En 2014, Vincent Bolloré avait pris la tête du conseil de surveillance de Vivendi, dont il est l'actionnaire principal, Vivendi détenant les fréquences de Canal+. Le départ de Rodolphe Belmer, considéré à l'époque comme un licenciement, avait marqué un tournant pour la chaîne, considérée sous le contrôle de l'homme d'affaires, dont les positionnements conservateurs et très à droite sont largement controversés. C'est l'adjoint de Rodolphe Belmer, Maxime Saada, qui l'a remplacé au pied levé. Vu comme "l'homme de main" du milliardaire breton, ce dernier a été nommé vice-président de Lagardère après le rachat de ce dernier par Vivendi.

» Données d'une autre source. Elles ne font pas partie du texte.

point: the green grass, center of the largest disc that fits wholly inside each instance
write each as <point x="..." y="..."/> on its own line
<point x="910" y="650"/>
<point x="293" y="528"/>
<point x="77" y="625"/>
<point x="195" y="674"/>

Outre Rodolphe Belmer et Ara Aprikian, Thierry Thuillier, DGA information TF1, Fabien Namias, DGA de LCI, et Bastien Morassi, directeur de la rédaction de LCI, étaient également interrogés par la commission parlementaire. Trois chaînes du groupe TF1 sont parmi celles dont les autorisations arrivent à échéance : TMC, TFX et LCI. L'Arcom lancera un appel à candidatures à la fin du mois de février, et selon Rodolphe Belmer, le groupe TF1 va postuler pour le renouvellement de ses trois fréquences.
Présidée par un député de la majorité présidentielle, Quentin Bataillon (Renaissance), cette commission d'enquête, porte également sur "le respect des engagements pris par ces services de télévision", avait déjà reçu plusieurs des acteurs institutionnels et des chercheurs avant les directeurs des chaînes. Le milliardaire Xavier Niel , dont le projet de reprise de la fréquence de M6 avait été refusé par l'Arcom en février 2023, devrait également être auditionné. Même chose pour l'animateur de "TPMP" Cyril Hanouna, a assuré le député LFI Aurélien Saintoul fin janvier. Les auditions devraient s'achever fin mars, tandis que la commission d'enquête doit publier son rapport le 8 mai prochain.